Scented candle fragrance: Confectionary Ecstasy

La Tahona de la Abuela

5.) Cigarettes

6.) Garbage – One of the most unexpectedly rank parts about this walk and I think Europe in general is that you can go from being subjected to the sugar-laced bliss described above to seconds later being subjected to a stench that seems to have come out of the armpit of Satan himself. I don’t know where these foul molecules of air come from, but it often results in a nasal invasion that is something between a can of Starkist that has been left out in the sun for a week and the wrong end of a dog a few hours after it has gotten a hold of an entire sheet of brownies.

 Scented candle fragrance: Sanitary Sensations

7.) La Plaza Mayor- This really is a roll of the dice any given day – could be exceptionally good, or could be extremely, horribly, atrociously bad. You could be fortunate enough to get a whiff of the tortilla someone is hastily enjoying, or Karma could be exceptionally against you that day and you could wind up with an unexpected inhale of pure gas from the exhaust of a Mahou truck plowing through in the early morning, or the oh-so-unfortunate fragrance of someone’s regurgitated paella from a recent walk of shame. Like I said, roll of the dice.

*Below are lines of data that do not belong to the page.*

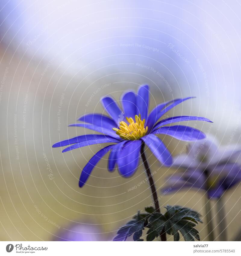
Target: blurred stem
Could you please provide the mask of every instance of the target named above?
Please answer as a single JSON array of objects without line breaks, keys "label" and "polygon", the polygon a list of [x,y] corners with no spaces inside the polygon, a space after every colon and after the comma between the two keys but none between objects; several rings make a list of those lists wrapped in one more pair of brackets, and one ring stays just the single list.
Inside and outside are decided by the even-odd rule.
[{"label": "blurred stem", "polygon": [[205,197],[206,199],[205,202],[206,217],[207,219],[207,225],[208,226],[208,239],[209,241],[214,241],[214,233],[213,232],[213,224],[212,216],[211,210],[211,204],[210,199],[208,196]]},{"label": "blurred stem", "polygon": [[219,234],[219,241],[227,241],[225,210],[222,197],[219,198],[217,202],[217,217],[218,217],[218,227]]},{"label": "blurred stem", "polygon": [[208,179],[209,178],[209,171],[208,170],[205,170],[203,173],[206,178],[206,185],[207,190],[206,196],[205,196],[206,202],[205,202],[205,209],[206,209],[206,216],[207,218],[207,223],[208,227],[208,239],[209,241],[214,241],[214,233],[213,231],[213,218],[211,210],[211,204],[210,198],[208,196]]},{"label": "blurred stem", "polygon": [[[160,210],[160,207],[159,205],[159,202],[158,201],[158,198],[157,197],[157,193],[156,190],[155,186],[155,183],[154,180],[152,178],[152,175],[151,172],[151,170],[147,163],[147,160],[145,155],[144,150],[145,147],[145,144],[144,142],[142,142],[141,146],[141,156],[142,161],[147,175],[147,177],[149,180],[150,184],[150,187],[152,190],[152,195],[153,198],[153,200],[154,204],[155,205],[155,208],[156,211],[158,213],[161,213]],[[167,236],[166,232],[163,229],[160,234],[161,239],[162,241],[167,241]]]}]

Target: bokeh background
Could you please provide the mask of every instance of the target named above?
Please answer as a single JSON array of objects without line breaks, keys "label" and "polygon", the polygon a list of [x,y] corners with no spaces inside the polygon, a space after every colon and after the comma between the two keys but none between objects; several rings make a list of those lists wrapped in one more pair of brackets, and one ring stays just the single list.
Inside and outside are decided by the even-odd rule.
[{"label": "bokeh background", "polygon": [[[150,108],[196,96],[168,115],[205,116],[214,123],[197,128],[220,145],[240,144],[240,11],[236,0],[1,0],[0,240],[110,240],[151,202],[146,182],[128,191],[146,177],[140,163],[126,179],[108,172],[107,155],[80,188],[82,168],[98,146],[64,154],[52,147],[89,132],[67,125],[102,112],[103,96],[118,100],[148,84]],[[174,155],[185,144],[164,140]],[[161,194],[175,170],[148,156]],[[240,187],[224,197],[230,240],[239,228]],[[183,191],[160,203],[204,215],[204,192]],[[205,222],[197,229],[207,240]]]}]

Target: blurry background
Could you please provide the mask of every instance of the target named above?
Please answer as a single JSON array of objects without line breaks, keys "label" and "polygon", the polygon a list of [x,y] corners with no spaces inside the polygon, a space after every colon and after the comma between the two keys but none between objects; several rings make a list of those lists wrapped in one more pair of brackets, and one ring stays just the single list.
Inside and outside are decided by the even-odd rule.
[{"label": "blurry background", "polygon": [[[236,0],[1,0],[0,239],[111,240],[151,202],[146,182],[128,191],[146,178],[140,163],[126,179],[109,173],[103,160],[80,188],[82,168],[98,146],[64,154],[52,148],[92,133],[67,125],[85,113],[102,113],[103,96],[118,100],[148,84],[151,108],[196,96],[168,115],[207,117],[214,123],[197,127],[221,145],[239,144],[240,11]],[[174,154],[185,144],[164,141]],[[159,189],[175,170],[149,156]],[[239,229],[240,193],[236,187],[224,197],[230,240]],[[203,215],[203,195],[183,191],[160,204]],[[205,223],[197,228],[206,239]]]}]

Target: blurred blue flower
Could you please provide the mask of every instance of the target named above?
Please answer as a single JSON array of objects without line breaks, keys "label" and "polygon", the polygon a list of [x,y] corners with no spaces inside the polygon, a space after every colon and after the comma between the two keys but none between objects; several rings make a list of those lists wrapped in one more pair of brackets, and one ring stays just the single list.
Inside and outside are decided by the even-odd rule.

Scented candle fragrance: Sugar & Spice…And Everything in between

8.)Cigarettes

9.)Rua mayor – This street is a somewhat gruesome assault on the senses, although I would have to qualify and say it is a meticulously planned and calculated ground attack…as opposed to the firestorm air raid that I think is often associated with that phrase. There is always a slew of stank brooding, from the delectable tapas, to cigarette smoke (of course), to the general stench of human existence on an 85 degree day. This is the final stretch of my walk, which is fitting to say the least, as it is a true snapshot of the aromatic Spanish lifestyle.

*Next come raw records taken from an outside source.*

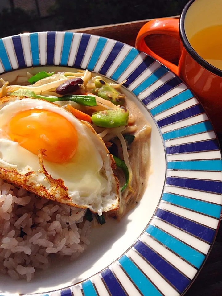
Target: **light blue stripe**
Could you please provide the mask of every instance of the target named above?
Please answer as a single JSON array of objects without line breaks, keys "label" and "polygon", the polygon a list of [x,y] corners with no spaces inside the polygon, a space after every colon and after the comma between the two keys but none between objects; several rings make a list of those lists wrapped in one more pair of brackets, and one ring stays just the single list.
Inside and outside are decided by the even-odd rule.
[{"label": "light blue stripe", "polygon": [[222,160],[172,161],[167,162],[167,168],[175,170],[222,171]]},{"label": "light blue stripe", "polygon": [[111,76],[114,80],[117,80],[122,73],[134,60],[139,52],[135,48],[132,48]]},{"label": "light blue stripe", "polygon": [[5,48],[2,39],[0,39],[0,58],[6,71],[9,71],[12,70],[12,68],[9,59]]},{"label": "light blue stripe", "polygon": [[217,218],[219,218],[220,215],[221,206],[219,205],[166,192],[163,193],[162,199],[166,201]]},{"label": "light blue stripe", "polygon": [[169,109],[169,108],[178,105],[180,103],[193,97],[193,95],[191,92],[189,90],[187,89],[187,90],[177,95],[171,99],[170,99],[168,101],[153,108],[150,110],[150,111],[152,115],[154,116],[160,112],[162,112],[164,110]]},{"label": "light blue stripe", "polygon": [[37,66],[39,64],[38,33],[31,33],[29,35],[29,39],[31,45],[32,64],[33,66]]},{"label": "light blue stripe", "polygon": [[106,38],[104,37],[100,37],[99,38],[87,67],[88,70],[92,71],[93,70],[107,41]]},{"label": "light blue stripe", "polygon": [[209,121],[200,122],[190,126],[168,132],[162,134],[164,141],[180,137],[184,137],[195,134],[203,133],[208,130],[213,130],[213,127]]},{"label": "light blue stripe", "polygon": [[162,296],[158,290],[127,256],[124,255],[118,261],[144,296]]},{"label": "light blue stripe", "polygon": [[152,225],[149,225],[146,231],[194,266],[200,267],[205,258],[202,254]]},{"label": "light blue stripe", "polygon": [[90,280],[82,283],[82,286],[85,296],[97,296],[97,294]]},{"label": "light blue stripe", "polygon": [[73,36],[73,33],[71,32],[66,32],[65,33],[60,63],[61,65],[65,66],[67,64],[68,58]]},{"label": "light blue stripe", "polygon": [[132,91],[134,95],[137,96],[139,93],[152,84],[159,78],[169,71],[169,70],[164,66],[162,66],[156,70],[151,75],[145,79],[141,84],[138,85]]}]

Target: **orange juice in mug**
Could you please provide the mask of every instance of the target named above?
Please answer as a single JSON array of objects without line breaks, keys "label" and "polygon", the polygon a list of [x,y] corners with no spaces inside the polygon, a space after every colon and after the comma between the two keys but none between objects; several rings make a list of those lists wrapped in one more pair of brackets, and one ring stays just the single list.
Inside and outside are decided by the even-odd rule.
[{"label": "orange juice in mug", "polygon": [[[191,0],[179,20],[151,21],[140,29],[136,47],[178,75],[200,99],[216,130],[222,132],[222,0]],[[165,34],[180,42],[178,67],[153,52],[144,38]]]}]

Scented candle fragrance: Essence of Salamanca

Rua Mayor

10.) Palacio de Anaya (school) – My final destination produces an aromatic aura that is a fitting end to the daily thrill ride for my battered and beaten nasal cavity. The final scent comes compliments of the actual classrooms, these halls reek of academia in the most traditional sense of the word; decades-old creaking desks, combined with stressed and anxiety-filled students produce an oddly satisfying musk that exudes intelligence, must and restlessness. The only description I can conjure up is that they are redolent of how I imagine the library of some great philosopher/mathematician would smell as they frantically put quill to scroll.

 Scented candle fragrance: Archimedes’ study

Addendums: (In no particular order, but bound to be encountered at some point).

-Jamón – I’d be remiss if I didn’t mention some sort of cured meat on the list. Although, the very fact that it is so heavily salted and cured doesn’t lend itself to a very distinct smell…just a sort of muted, fleshy scent. The sight is really more jarring than the odor.

Jamón

-Perfume – It’s guaranteed you’ll get at least one blast from some dolled-up Spaniard along the way.

-Exhaust – As anyone who has lived in any-sized city can attest, it is a victory if you make it to your destination without being doused in a murky cloud of CO.

-…..Cigarettes….one last time.

That is pretty much that. As I stated in the introduction, I realize it is nearly impossible to fully convey the aromas of a place without actually being there, but hopefully this list gives an inkling as to what any given nose goes through on a daily basis. And although not all of the descriptions above necessarily please the holes between my eyes, I wouldn’t change a thing about it, because it is this giant melting pot of odds and ends that make up the experience and make up the identity that is Salamanca. So the next time you’re walking around wherever you are, stop, pause and take a nice, long, sustained whiff. As much as you and your nose may hate to admit it, that’s what you’ll remember when you are back in the good old Sturm wanting to smack your head against your desk – at least, that’s what Old Spice says.